Blog 021: Filesystem Mounting & /proc Improvements

M4 Phase 4 — mount/umount2, dynamic /proc, /sys stubs

systemd expects to mount filesystems at boot — proc on /proc, sysfs on /sys, tmpfs on /run, cgroup2 on /sys/fs/cgroup. It also reads /proc extensively: /proc/self/stat, /proc/1/cmdline, /proc/meminfo, /proc/mounts. Phase 4 implements all of this.

mount(2) and umount2(2)

The sys_mount handler reads the target path and filesystem type string from userspace, then dispatches on fstype:

  • proc — uses the global PROC_FS singleton
  • sysfs — uses the global SYS_FS singleton
  • tmpfs — creates a fresh TmpFs
  • devtmpfs/devpts — silently succeeds (our devfs is always mounted)
  • cgroup2/cgroup — creates an empty tmpfs (stub)

If the target directory doesn't exist, mount auto-creates it (like mkdir -p).
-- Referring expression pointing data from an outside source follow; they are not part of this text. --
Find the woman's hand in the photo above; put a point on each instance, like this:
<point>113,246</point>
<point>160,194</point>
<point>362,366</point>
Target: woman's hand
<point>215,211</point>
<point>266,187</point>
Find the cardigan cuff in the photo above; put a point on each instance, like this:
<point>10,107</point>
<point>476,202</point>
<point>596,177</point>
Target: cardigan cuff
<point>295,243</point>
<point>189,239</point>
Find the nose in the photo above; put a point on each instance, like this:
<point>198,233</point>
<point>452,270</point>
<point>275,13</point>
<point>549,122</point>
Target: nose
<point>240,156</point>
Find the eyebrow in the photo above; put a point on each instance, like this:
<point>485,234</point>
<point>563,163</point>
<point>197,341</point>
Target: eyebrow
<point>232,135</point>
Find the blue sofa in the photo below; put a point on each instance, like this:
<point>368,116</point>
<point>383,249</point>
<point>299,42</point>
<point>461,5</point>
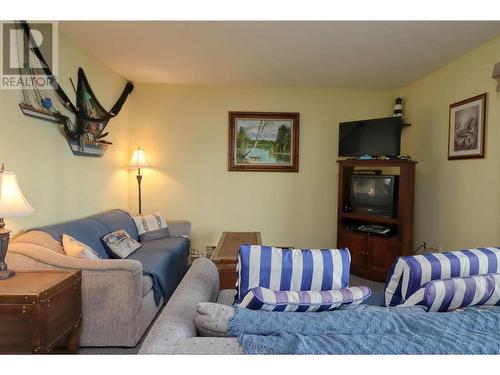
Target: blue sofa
<point>120,297</point>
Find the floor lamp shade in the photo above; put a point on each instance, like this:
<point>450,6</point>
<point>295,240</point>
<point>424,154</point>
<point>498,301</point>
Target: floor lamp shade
<point>12,201</point>
<point>12,204</point>
<point>139,160</point>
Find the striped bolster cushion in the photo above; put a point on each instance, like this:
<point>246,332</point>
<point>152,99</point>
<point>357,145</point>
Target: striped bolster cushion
<point>410,273</point>
<point>305,301</point>
<point>450,294</point>
<point>291,269</point>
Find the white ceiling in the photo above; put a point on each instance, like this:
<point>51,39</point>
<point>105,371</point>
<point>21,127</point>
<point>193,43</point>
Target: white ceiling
<point>357,54</point>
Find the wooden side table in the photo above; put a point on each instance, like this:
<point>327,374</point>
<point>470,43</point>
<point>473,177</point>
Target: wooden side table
<point>39,310</point>
<point>225,255</point>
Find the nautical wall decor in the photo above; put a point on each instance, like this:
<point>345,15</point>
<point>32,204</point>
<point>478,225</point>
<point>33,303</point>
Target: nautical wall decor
<point>85,135</point>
After mounting, the entry is recorded in a global MountTable so /proc/mounts can report it.

sys_umount2 just removes the entry from the mount table. We don't actually detach the VFS mount — systemd rarely unmounts at runtime and the VFS layer doesn't support it yet.

MountTable

A simple SpinLock<VecDeque<MountEntry>> tracking (fstype, mountpoint) pairs. Initialized at boot with the known mounts (rootfs on /, proc on /proc, devtmpfs on /dev, tmpfs on /tmp). format_mounts() generates Linux-compatible output for /proc/mounts:

rootfs / rootfs rw 0 0
proc /proc proc rw 0 0
devtmpfs /dev devtmpfs rw 0 0
tmpfs /tmp tmpfs rw 0 0

Dynamic /proc

Previously, /proc was a flat tmpfs with a few static files. Now ProcRootDir intercepts lookups:

  1. "self" — returns a ProcSelfSymlink that resolves to /proc/<current_pid>
  2. Numeric names — parses as PID, returns a ProcPidDir generated on the fly
  3. Everything else — delegates to the static tmpfs (mounts, meminfo, etc.)
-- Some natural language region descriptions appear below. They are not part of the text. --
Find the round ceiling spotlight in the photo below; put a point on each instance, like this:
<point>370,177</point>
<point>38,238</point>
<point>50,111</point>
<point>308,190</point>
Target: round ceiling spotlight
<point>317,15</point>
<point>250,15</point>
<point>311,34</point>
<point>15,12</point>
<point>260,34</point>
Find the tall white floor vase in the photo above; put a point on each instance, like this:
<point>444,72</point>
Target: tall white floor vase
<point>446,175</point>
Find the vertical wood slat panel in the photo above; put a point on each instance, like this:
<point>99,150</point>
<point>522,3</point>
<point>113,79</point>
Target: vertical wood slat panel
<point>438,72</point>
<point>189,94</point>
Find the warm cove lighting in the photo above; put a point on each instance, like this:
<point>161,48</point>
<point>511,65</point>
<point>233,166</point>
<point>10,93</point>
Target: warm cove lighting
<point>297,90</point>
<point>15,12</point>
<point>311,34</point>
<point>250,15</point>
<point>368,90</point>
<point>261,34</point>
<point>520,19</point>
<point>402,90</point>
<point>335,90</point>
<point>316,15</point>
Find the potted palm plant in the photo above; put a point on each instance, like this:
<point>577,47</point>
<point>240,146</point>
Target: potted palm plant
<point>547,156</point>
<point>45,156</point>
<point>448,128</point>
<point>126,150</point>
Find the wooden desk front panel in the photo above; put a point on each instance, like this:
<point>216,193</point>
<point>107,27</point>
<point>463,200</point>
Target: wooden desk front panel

Per-PID directories (/proc/[pid]/)

ProcPidDir provides five entries:

FileContent
stat52-field format: pid (comm) S ppid ...
statusKey-value: Name, State, Pid, PPid, Uid, Gid
cmdlineNUL-separated argv (spaces → NUL bytes)
commProcess name + newline
exeSymlink to argv0 (readlink)

All entries are synthesized on read from the live process table via Process::find_by_pid(). No data is cached.

System-wide files

FileSource
/proc/mountsMountTable::format_mounts()
/proc/filesystemsStatic list: proc, sysfs, tmpfs, devtmpfs, cgroup2
/proc/cmdline"kevlar\n"
/proc/statCPU time from monotonic clock, process counts
/proc/meminfoMemTotal/MemFree from page allocator stats
/proc/version"Kevlar version 0.1.0 (rustc) #1 SMP\n"

/sys stubs

systemd probes /sys at early boot looking for cgroup controllers, device classes, and kernel parameters. SysFs wraps a TmpFs with empty directories:

  • /sys/fs/cgroup
  • /sys/class
  • /sys/devices
  • /sys/bus
  • /sys/kernel

This is enough for systemd to see sysfs is mounted and continue without errors. The directories are empty — no actual sysfs attributes yet.

Syscall summary

Syscallx86_64ARM64
mount16540
umount216639

Total implementation: ~900 lines across 10 files. The /proc infrastructure is the most complex piece — the dynamic root directory pattern will extend easily as we add more per-PID entries (fd/, maps, etc.) in later phases.